El dormitorio algo oscuro lo compensa esta vez un cuarto de baño completo y con agua caliente, pero hay que apresurarse si queremos acudir a la cita con la catedral. ¡Qué poco podía imaginarse el Maestro Garçión lo nombrada que iba a ser su iglesia! Este maestro de obras –posiblemente de origen francés- empezó su construcción en 1158 sobre los restos de la primitiva iglesia románica con la idea de seguir la línea de las grandes catedrales. Aquí está, algo más simplificada que el proyecto original y con diversas modificaciones a lo largo de los años, pero representando la voluntad de los maestros para superar incognitas y dificultades, vencidos todos los retos. Un reto es la torre, tercera de las construidas: la primera terminó sus días entre llamas, y la gótica que la sustituyó tuvo que ser desmontada por amenazar ruina. Ahora ésta, exenta de la iglesia y barroca, es con setenta metros la más alta de la Rioja. Toda esta arquitectura, la grande y majestuosa y también las pequeñas cosas, nos enseñan la voluntad del hombre para enfrentarse a las incógnitas y dificultades y salvarlas. También esto es un reto que le exige la vida.

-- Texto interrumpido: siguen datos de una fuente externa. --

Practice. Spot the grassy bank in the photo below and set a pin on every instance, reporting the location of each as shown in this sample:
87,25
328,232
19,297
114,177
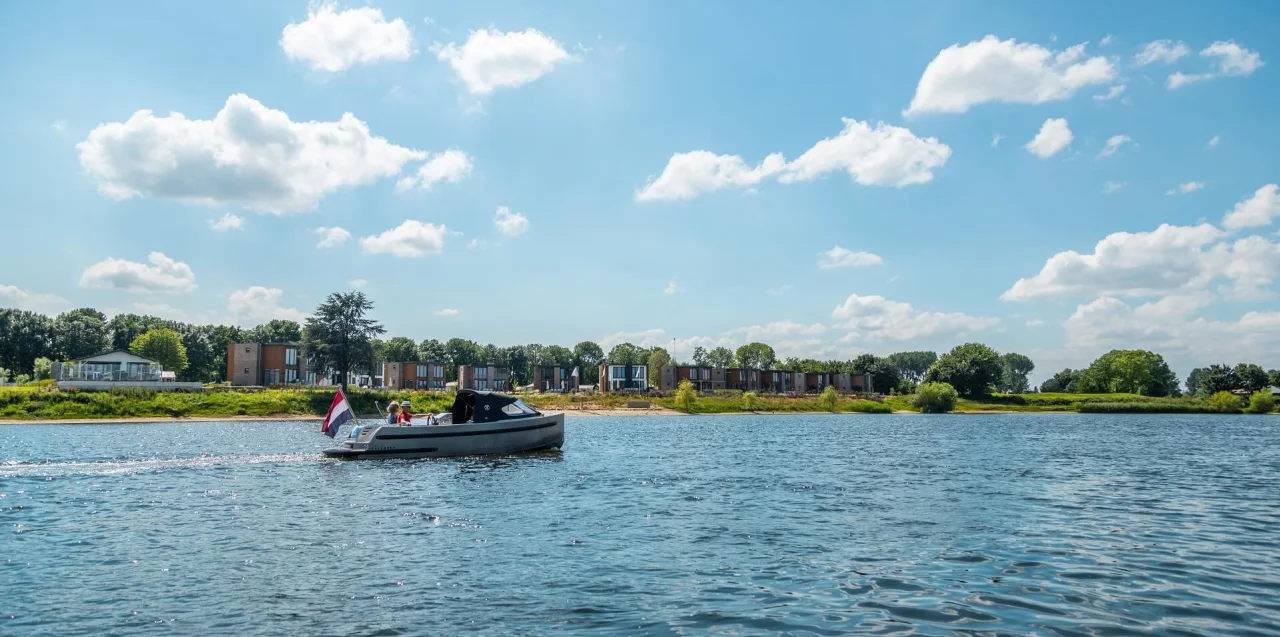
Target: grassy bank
37,403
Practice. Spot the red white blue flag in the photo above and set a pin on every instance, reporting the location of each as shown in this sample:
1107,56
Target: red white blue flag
339,412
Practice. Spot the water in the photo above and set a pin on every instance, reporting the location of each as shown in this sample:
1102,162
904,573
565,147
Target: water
809,525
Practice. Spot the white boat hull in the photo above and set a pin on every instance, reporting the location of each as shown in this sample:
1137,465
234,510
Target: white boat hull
516,435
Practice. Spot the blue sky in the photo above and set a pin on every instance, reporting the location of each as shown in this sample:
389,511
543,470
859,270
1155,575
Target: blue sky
558,202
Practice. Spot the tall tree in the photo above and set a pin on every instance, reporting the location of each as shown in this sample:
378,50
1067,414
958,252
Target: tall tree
338,337
757,356
973,370
277,330
699,356
80,333
588,356
1016,369
885,374
721,357
913,365
164,347
400,349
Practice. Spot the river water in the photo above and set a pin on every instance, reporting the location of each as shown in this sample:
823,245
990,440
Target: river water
786,525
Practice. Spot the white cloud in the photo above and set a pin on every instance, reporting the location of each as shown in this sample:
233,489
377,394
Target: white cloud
1004,70
333,41
247,155
1161,50
844,257
511,224
1257,210
1169,260
880,319
885,155
406,241
227,223
1229,58
332,237
1114,145
257,305
451,166
492,59
14,297
164,274
1185,188
1115,91
1054,136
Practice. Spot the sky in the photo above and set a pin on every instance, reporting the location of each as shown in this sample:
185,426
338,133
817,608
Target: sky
830,178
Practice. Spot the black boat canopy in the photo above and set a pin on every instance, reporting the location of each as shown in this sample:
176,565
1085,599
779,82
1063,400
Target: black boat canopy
472,406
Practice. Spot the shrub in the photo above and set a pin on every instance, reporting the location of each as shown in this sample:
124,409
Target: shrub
935,398
1225,402
828,399
1262,402
686,397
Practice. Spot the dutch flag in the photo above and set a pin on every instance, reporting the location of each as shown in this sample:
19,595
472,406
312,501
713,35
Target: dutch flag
339,412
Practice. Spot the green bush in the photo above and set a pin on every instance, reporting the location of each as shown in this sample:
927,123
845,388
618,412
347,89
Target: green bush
828,399
935,398
1225,402
1262,402
686,397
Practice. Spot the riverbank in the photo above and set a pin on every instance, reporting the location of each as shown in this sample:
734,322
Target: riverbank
48,404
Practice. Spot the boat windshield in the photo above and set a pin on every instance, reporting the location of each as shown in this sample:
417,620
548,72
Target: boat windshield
519,408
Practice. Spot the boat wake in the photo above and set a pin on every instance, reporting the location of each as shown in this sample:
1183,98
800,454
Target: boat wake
136,466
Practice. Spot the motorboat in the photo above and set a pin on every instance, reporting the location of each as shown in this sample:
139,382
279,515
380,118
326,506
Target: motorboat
480,424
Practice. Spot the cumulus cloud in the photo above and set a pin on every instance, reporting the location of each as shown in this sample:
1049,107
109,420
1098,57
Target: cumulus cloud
881,319
333,41
332,237
247,155
1228,58
883,155
1005,70
1054,136
1185,188
227,223
451,166
510,224
1169,260
1115,91
1257,210
14,297
1162,51
492,59
163,274
1114,145
844,257
407,241
257,305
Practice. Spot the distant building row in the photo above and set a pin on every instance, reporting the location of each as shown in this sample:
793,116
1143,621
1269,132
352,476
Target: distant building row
618,377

En el interior, los peregrinos se agolpan delante del "gallinero" -obra gótica en memoria del conocido milagro del Santo- cosa que las pobres aves tienen que estar más que acostumbradas viendo el desinterés que muestran por su público. No nos detenemos demasiado y seguimos hasta el retablo mayor -de Damián Forment- una maravilla renacentista, el sepulcro de Santo Domingo con estatua yacente, el coro de madera de nogal y estilo plateresco, la Sala Capitular donde se guarda la mayor parte del tesoro del templo, y por supuesto el claustro. Una luz propicia al recogimiento te invita a pensar en los grandes maestros que tallaron la piedra y la madera y cincelaron las imágenes, en el esfuerzo que se hace tangible en el arte, en los símbolos y los rituales, en el secreto de los tiempos, y en esa magia que parece retener todo el conocimiento. Abrimos la puerta a nuestra curiosidad y traspasamos el umbral de lo que todavía no conocemos: una escalera estrecha, retorcida y tacaña de luz, nos lleva con esfuerzo hasta el clasistorio que acumula el polvo y el olor de los siglos. Vidrieras estrechas mantienen la humedad en el interior y prolongan sombras que se pierden en los muros y rincones. En este espacio hermético no es difícil sentir el eco de otros pasos, la presencia de aquellos artistas maestros constructores, que nos dejaron su herencia en un lenguaje lleno de incógnitas; como siempre serán las piedras las que nos lo puedan descifrar. Después de esto, la subida a la bóveda de la catedral es un regreso a la luz, al aire, y al presente.

Nos queda ya poco tiempo, pero con una cena y un buen vino queremos protegernos de cualquier imagen de nostalgia; mañana tenemos que dejar el Camino, pero no pondremos la palabra fin, sino un "continuar lo más pronto posible". Con este acento de esperanza dormimos un sueño reparador y tan confiado que no contamos con el reloj. Ya rozando la hora de salida, la voz obstinada de una de las monjas de la congregación nos despierta sin concesiones, amenazando con dejarnos encerrados en el albergue. Dos minutos más tarde estamos todos los peregrinos a medio vestir, con la mochila y los zapatos en la mano, en la calle.